Efficacy and Safety of Co-administered Cagrilintide and Semaglutide (CagriSema) 2.4 mg/2.4 mg s.c. Once Weekly Versus Tirzepatide 15 mg s.c. Once Weekly in Participants With Type 2 Diabetes Inadequately Controlled on Metformin With or Without an SGLT2 Inhibitor
New drug combo CagriSema tested against Tirzepatide for Type 2 Diabetes
Plain English Summary
A Research Study to See How Much CagriSema Lowers Blood Sugar and Body Weight Compared to Tirzepatide in People With Type 2 Diabetes Treated With Metformin With or Without an SGLT2 Inhibitor is a Phase 3 clinical trial sponsored by Novo Nordisk A/S studying Type 2 Diabetes.
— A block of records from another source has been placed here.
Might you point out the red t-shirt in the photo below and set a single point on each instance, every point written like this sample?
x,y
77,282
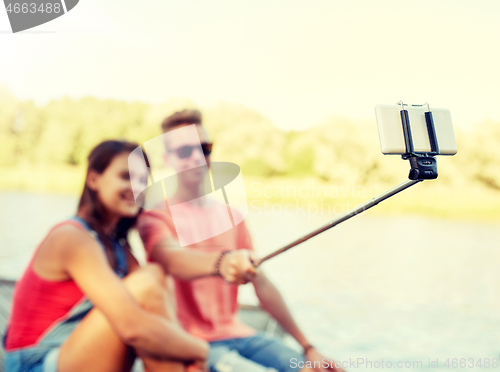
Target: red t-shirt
x,y
207,307
39,304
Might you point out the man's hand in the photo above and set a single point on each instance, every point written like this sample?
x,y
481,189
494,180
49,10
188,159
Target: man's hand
x,y
197,366
237,267
314,355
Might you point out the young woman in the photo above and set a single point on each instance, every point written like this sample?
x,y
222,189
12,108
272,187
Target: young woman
x,y
84,303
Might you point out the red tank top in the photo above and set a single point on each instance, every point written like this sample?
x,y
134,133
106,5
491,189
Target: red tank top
x,y
39,304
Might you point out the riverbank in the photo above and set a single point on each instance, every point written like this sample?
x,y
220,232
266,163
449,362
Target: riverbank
x,y
306,196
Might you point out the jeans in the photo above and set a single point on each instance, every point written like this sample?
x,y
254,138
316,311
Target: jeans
x,y
258,353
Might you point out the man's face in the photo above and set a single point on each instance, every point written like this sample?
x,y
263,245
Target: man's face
x,y
184,154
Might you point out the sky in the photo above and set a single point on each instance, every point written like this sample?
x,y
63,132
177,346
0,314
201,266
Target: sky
x,y
296,62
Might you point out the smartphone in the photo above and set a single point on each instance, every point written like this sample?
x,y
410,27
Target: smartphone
x,y
390,129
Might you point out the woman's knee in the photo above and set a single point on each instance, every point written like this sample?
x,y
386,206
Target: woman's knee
x,y
147,285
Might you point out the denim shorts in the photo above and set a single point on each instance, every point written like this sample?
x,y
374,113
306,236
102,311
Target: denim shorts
x,y
44,355
30,360
257,353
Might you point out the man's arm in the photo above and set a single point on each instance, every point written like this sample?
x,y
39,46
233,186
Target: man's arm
x,y
188,264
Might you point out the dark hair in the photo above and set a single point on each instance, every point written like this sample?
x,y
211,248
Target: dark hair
x,y
181,118
95,213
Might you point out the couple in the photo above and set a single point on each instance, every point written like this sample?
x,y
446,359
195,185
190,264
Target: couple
x,y
85,304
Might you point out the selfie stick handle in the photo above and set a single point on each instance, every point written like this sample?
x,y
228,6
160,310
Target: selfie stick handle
x,y
354,212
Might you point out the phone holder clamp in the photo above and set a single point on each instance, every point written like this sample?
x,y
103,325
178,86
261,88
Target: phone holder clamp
x,y
423,165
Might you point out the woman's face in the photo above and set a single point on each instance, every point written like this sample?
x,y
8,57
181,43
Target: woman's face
x,y
114,186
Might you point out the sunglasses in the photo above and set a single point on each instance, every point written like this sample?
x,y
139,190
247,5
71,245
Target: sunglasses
x,y
185,152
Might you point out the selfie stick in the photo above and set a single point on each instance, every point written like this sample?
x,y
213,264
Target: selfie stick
x,y
423,167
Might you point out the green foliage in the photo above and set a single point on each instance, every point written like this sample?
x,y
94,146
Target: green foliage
x,y
339,151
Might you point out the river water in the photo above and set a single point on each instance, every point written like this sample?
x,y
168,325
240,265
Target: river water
x,y
390,291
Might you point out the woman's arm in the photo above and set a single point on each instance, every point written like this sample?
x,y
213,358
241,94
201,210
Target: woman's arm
x,y
85,262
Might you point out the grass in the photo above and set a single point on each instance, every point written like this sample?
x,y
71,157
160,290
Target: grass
x,y
430,198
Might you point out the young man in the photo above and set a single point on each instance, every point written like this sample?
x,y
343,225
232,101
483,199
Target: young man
x,y
206,305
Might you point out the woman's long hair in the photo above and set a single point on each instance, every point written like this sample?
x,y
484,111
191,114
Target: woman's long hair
x,y
94,212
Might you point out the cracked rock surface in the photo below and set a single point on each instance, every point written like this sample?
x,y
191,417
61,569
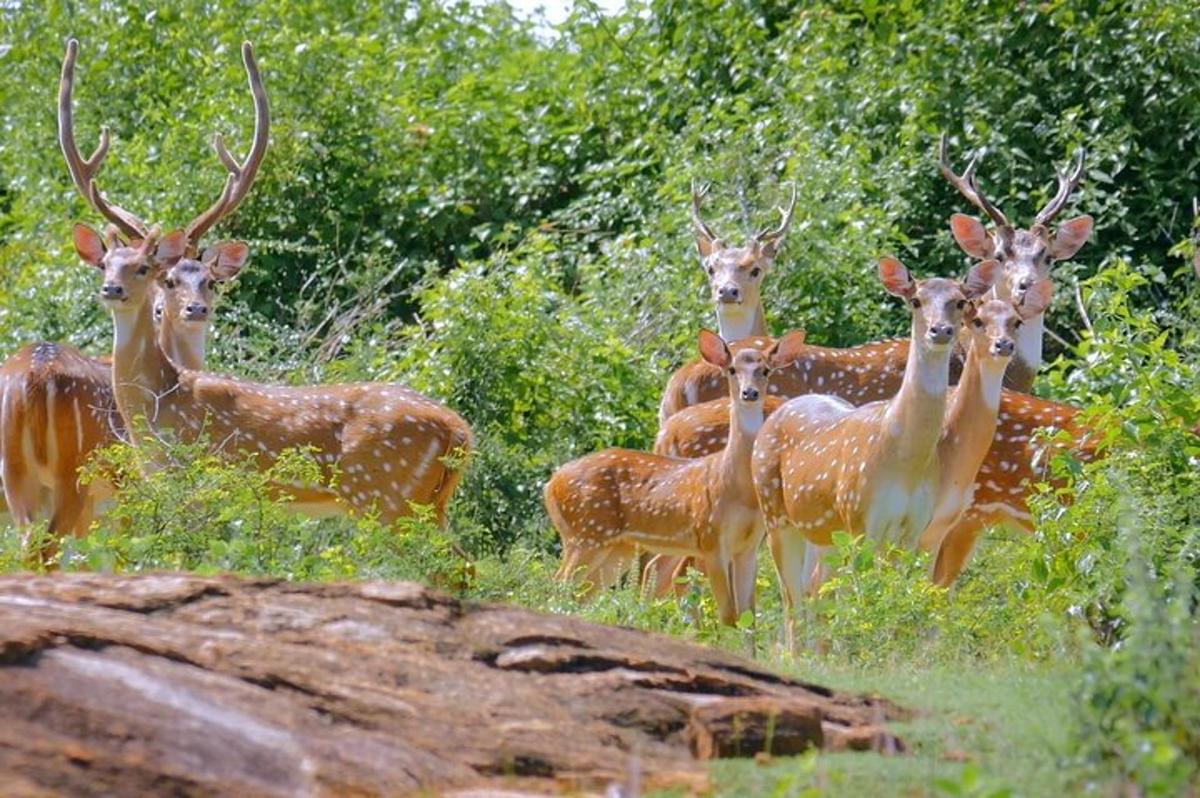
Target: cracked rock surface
x,y
184,684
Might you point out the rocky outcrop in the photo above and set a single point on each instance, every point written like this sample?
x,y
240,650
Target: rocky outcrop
x,y
191,685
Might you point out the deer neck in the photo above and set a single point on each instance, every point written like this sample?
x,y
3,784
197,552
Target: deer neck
x,y
971,415
185,346
913,419
143,376
737,322
745,420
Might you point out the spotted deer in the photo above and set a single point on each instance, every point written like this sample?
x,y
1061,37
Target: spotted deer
x,y
609,504
1026,256
821,465
873,371
735,279
57,405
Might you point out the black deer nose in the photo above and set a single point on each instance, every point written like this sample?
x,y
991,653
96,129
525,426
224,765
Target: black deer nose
x,y
729,293
941,333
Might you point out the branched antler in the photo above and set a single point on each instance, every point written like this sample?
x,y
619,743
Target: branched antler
x,y
1068,181
241,175
84,171
769,235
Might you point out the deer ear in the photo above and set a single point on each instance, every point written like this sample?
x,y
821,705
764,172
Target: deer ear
x,y
981,279
895,279
786,349
89,245
714,349
972,237
171,249
1069,237
1037,299
226,259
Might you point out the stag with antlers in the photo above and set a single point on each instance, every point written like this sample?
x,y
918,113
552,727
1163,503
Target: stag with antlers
x,y
609,504
57,405
384,448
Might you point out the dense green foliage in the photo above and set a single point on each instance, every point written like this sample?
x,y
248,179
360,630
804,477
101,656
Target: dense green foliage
x,y
496,214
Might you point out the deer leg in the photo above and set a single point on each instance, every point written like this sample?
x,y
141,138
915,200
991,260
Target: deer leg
x,y
745,573
789,550
71,511
607,568
570,563
659,575
816,571
955,551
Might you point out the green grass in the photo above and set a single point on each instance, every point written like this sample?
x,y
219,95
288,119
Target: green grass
x,y
978,730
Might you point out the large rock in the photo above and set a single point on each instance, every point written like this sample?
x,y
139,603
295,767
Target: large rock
x,y
184,684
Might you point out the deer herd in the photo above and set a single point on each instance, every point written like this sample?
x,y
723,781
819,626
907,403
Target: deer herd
x,y
921,442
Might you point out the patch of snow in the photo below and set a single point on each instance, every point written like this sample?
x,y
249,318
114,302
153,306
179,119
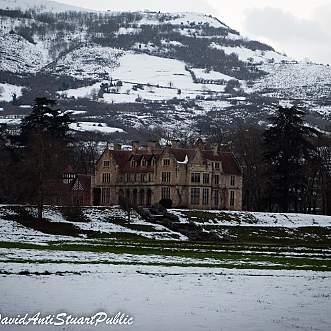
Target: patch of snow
x,y
94,126
7,91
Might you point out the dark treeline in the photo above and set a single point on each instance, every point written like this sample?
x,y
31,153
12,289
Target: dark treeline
x,y
32,163
287,167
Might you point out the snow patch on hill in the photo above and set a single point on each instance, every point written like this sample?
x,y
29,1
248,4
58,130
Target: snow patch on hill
x,y
94,126
38,5
7,91
88,62
248,55
20,56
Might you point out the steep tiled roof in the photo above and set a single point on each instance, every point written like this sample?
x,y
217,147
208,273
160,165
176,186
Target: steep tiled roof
x,y
229,163
180,153
85,181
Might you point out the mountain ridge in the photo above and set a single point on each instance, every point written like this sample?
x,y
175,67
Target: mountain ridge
x,y
180,70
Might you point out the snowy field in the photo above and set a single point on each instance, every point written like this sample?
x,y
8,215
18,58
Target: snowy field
x,y
164,285
176,298
228,218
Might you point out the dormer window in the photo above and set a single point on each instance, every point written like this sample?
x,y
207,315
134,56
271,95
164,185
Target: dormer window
x,y
133,163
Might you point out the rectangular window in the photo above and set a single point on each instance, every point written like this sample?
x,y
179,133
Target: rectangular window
x,y
165,193
106,177
206,178
205,196
166,177
216,198
232,180
195,177
105,196
195,196
231,198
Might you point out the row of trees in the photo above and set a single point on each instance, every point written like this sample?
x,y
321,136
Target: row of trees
x,y
287,167
35,160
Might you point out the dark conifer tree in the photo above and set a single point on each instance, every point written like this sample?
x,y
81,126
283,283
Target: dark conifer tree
x,y
45,137
288,148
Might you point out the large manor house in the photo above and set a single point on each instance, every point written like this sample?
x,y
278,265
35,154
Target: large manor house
x,y
202,177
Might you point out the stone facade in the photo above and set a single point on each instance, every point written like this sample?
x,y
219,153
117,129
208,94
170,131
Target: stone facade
x,y
199,178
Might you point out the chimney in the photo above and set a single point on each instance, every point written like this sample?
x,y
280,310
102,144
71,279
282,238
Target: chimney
x,y
175,143
117,147
135,146
151,146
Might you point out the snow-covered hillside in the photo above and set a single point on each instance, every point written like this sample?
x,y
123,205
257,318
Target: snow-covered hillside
x,y
185,70
38,5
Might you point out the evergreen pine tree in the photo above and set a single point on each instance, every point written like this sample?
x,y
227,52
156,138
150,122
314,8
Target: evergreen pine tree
x,y
288,148
45,137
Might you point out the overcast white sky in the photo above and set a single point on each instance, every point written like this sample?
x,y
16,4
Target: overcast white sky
x,y
301,28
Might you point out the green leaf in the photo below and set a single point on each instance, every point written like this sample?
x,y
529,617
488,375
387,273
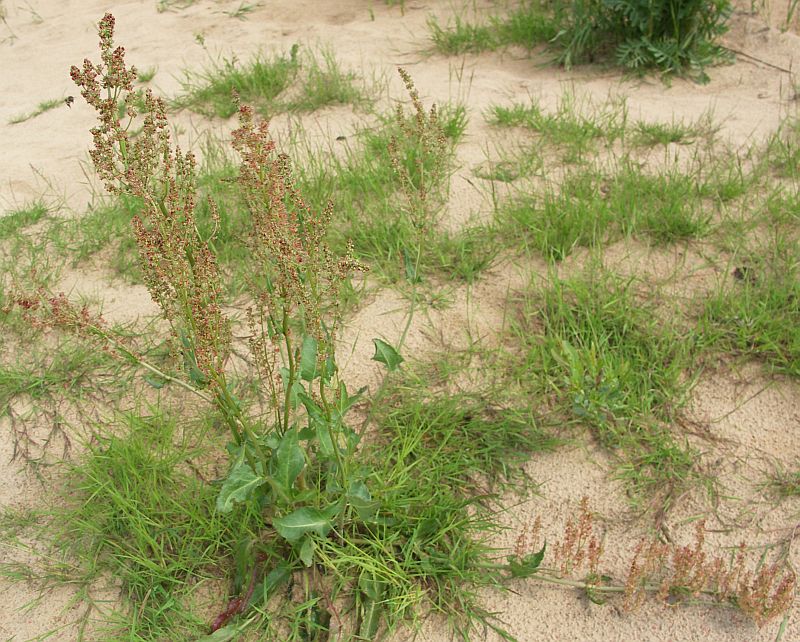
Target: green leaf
x,y
387,355
325,439
302,521
528,565
238,487
308,359
277,576
359,497
307,552
155,382
289,460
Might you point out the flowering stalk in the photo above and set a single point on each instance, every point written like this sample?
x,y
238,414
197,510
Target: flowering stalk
x,y
660,570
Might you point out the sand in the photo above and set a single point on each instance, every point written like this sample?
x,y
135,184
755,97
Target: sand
x,y
755,418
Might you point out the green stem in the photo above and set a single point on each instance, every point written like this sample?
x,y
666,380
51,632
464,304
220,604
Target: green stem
x,y
287,401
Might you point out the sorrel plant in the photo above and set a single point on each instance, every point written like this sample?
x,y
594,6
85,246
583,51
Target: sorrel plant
x,y
296,465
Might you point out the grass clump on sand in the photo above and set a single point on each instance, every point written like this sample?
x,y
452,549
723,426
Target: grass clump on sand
x,y
272,84
297,516
610,364
589,209
670,36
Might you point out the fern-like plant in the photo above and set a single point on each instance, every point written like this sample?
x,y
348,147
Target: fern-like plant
x,y
674,36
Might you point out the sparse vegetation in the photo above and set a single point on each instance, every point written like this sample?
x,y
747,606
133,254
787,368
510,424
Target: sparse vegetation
x,y
215,472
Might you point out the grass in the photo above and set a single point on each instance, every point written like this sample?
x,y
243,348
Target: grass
x,y
589,209
272,84
573,128
785,483
134,513
13,221
447,439
526,25
41,108
610,364
757,312
365,187
678,132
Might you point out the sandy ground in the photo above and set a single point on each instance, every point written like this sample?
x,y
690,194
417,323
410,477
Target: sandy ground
x,y
757,419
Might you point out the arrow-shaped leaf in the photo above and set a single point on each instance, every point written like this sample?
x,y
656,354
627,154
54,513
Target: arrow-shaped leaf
x,y
302,521
289,460
386,354
238,487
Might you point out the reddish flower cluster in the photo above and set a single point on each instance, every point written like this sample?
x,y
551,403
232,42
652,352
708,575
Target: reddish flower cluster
x,y
179,268
427,155
672,573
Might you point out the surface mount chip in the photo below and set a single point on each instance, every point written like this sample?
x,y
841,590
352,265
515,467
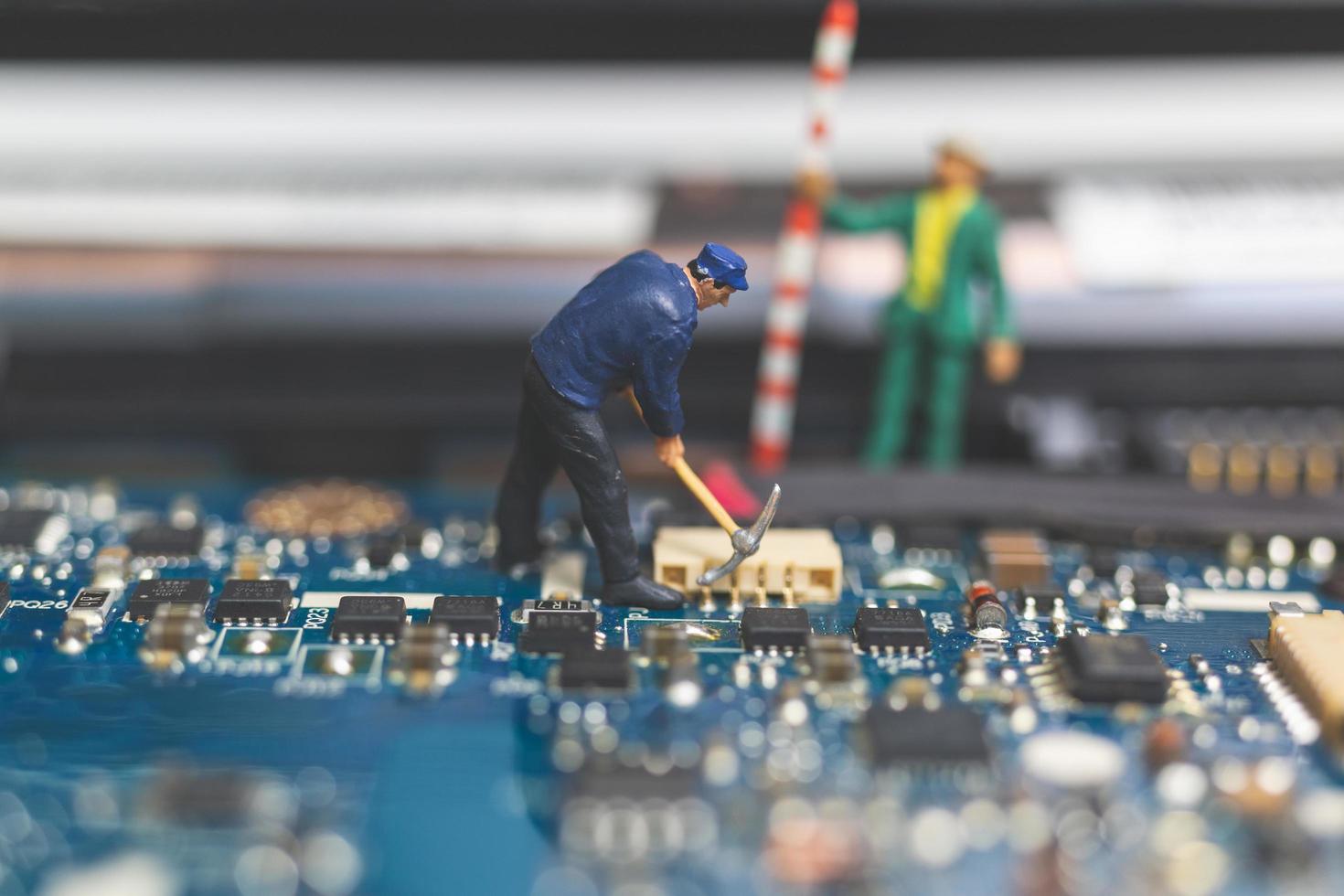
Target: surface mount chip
x,y
466,617
897,627
1308,652
151,594
558,630
586,669
372,618
1112,669
1149,589
167,541
915,735
22,528
774,627
256,601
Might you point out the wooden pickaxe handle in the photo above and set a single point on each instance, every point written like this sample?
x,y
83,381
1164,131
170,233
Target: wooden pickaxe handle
x,y
702,492
698,488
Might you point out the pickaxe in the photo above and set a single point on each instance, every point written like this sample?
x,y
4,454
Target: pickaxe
x,y
745,540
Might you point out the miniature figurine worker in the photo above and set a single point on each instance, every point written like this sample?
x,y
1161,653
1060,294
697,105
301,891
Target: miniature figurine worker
x,y
951,234
632,325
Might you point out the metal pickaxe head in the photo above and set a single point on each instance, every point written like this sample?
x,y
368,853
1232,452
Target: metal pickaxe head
x,y
745,541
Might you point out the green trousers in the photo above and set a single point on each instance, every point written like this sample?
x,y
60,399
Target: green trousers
x,y
918,367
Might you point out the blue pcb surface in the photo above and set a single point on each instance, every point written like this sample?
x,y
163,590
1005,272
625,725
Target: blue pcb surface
x,y
274,766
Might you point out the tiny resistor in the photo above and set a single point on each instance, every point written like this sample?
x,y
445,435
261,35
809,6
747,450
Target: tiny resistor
x,y
987,610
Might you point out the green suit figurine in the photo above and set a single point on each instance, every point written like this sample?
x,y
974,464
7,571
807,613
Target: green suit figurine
x,y
951,234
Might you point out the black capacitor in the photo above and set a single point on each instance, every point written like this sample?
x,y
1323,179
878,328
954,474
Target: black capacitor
x,y
987,610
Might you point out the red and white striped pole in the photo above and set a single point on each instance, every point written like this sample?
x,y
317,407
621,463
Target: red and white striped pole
x,y
786,320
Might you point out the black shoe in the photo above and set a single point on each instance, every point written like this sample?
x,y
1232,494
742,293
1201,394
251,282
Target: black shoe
x,y
641,592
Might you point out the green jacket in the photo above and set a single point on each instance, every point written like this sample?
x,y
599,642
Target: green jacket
x,y
974,257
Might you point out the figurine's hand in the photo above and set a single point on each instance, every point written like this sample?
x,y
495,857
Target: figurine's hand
x,y
1003,357
668,449
815,187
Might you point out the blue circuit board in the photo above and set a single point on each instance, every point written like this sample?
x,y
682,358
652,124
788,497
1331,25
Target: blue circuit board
x,y
293,763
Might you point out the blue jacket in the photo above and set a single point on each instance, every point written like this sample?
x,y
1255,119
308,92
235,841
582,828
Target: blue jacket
x,y
631,325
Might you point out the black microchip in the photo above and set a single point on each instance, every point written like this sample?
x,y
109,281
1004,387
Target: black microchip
x,y
466,615
165,541
1043,597
20,528
368,617
603,778
1112,667
1104,563
253,601
930,535
1149,589
777,627
890,627
154,592
380,549
582,669
944,736
558,630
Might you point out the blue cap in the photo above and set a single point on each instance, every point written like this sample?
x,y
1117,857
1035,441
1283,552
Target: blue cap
x,y
723,265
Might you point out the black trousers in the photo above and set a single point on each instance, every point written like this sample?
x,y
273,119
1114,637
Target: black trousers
x,y
551,434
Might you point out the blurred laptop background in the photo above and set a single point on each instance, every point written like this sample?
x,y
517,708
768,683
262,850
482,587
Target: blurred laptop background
x,y
279,238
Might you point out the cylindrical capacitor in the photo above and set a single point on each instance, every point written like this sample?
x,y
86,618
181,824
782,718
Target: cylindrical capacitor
x,y
987,610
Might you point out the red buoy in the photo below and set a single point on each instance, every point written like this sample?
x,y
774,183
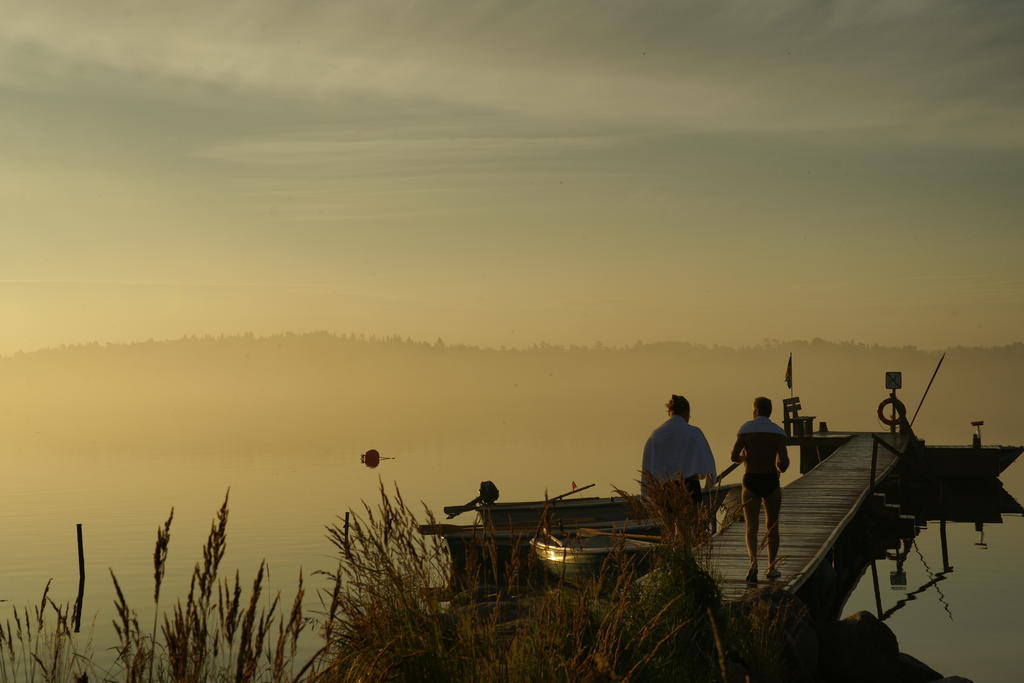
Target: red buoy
x,y
371,458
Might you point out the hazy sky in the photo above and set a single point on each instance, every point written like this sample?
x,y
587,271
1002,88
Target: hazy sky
x,y
503,172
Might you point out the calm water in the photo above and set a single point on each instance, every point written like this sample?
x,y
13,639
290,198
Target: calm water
x,y
282,498
970,624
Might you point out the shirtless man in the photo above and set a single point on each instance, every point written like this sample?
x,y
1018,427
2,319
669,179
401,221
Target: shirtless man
x,y
761,446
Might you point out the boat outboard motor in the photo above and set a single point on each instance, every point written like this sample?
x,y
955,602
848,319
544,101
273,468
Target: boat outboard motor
x,y
488,493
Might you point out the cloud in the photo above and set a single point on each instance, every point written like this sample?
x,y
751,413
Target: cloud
x,y
938,70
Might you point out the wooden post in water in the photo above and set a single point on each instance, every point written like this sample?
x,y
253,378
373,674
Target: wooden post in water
x,y
878,593
348,552
945,547
81,580
875,462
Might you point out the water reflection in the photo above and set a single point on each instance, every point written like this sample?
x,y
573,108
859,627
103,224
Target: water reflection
x,y
951,556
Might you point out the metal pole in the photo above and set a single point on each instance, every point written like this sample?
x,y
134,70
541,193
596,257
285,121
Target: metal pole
x,y
925,395
81,580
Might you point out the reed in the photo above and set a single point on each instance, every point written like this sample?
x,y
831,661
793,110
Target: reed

This study tests a new combination drug called CagriSema against an existing drug, Tirzepatide, to see which is better at lowering blood sugar and body weight in people with Type 2 Diabetes. It is for adults with Type 2 Diabetes who are already taking metformin (with or without another diabetes medication) and whose blood sugar is not well controlled. Participants will receive either CagriSema or Tirzepatide by injection once a week for about 1.5 years. Treatment assignment is random. Alternative treatments include continuing current metformin therapy, adding other diabetes medications, or switching to Tirzepatide if prescribed by a doctor. The trial aims to enroll 1000 participants.
Official Summary
This study will look at how well CagriSema helps people with type 2 diabetes lower their blood sugar and body weight. CagriSema is a new investigational medicine. Doctors may not yet prescribe CagriSema. CagriSema will be compared to a medicine called tirzepatide that doctors may prescribe in some countries. Participants will get either CagriSema or tirzepatide. Which treatment participant get is decided by chance like flipping a coin. Participant will have an equal chance of receiving either drug. For each participant, the study will last for up to one and a half years.
Who Can Participate
Here is what you need to know about eligibility for this trial. Adults aged 18 and older with Type 2 Diabetes diagnosed at least 180 days ago. Must be taking metformin (with or without an SGLT2 inhibitor) for at least 90 days, with blood sugar levels between 7.0% and 10.5% (HbA1c). Must have a BMI of 30 or higher. Cannot join if pregnant, breastfeeding, planning to become pregnant, or not using effective contraception; or if they have severe kidney problems (eGFR < 30) or uncontrolled eye complications from diabetes. This trial is studying Type 2 Diabetes, so participants generally need a confirmed diagnosis.
What They're Measuring
The primary outcomes measure how much the drugs lower your HbA1c (a measure of average blood sugar over 3 months) and your body weight, indicating how well the treatments control your diabetes and hel The specific primary outcome measures are: Change in glycated haemoglobin (HbA1c) (From baseline (week 0) to end of treatment (week 68)); Relative change in body weight (From baseline (week 0) to end of treatment (week 68)). These endpoints are how researchers determine whether the treatment is effective and will form the basis of any future regulatory submissions.
About This Phase
This trial is in Phase 3, the final and most rigorous stage before seeking FDA approval. Phase 3 trials involve 300-3,000+ patients across multiple sites and compare the new treatment directly against the current standard of care. These pivotal trials generate the evidence needed for regulatory review. About 58% of Phase 3 drugs receive FDA approval. Successful Phase 3 results typically lead to a New Drug Application submission.
Why This Trial Matters
This trial is important because it seeks to find a more effective treatment for Type 2 Diabetes by comparing a novel combination therapy against a leading existing treatment, addressing the need for b As a Phase 3 trial, positive results could directly lead to FDA approval, making this treatment available to the broader patient population. This research targets Type 2 Diabetes, where improved treatment options are needed.
Investor Insight
This trial represents a significant investment in the competitive obesity and diabetes market, with Novo Nordisk testing a potential next-generation therapy against a strong competitor, suggesting hig Phase 3 trials have approximately a 50-60% chance of gaining FDA approval if they reach this stage. The large enrollment target of 1000 participants suggests significant investment in this program.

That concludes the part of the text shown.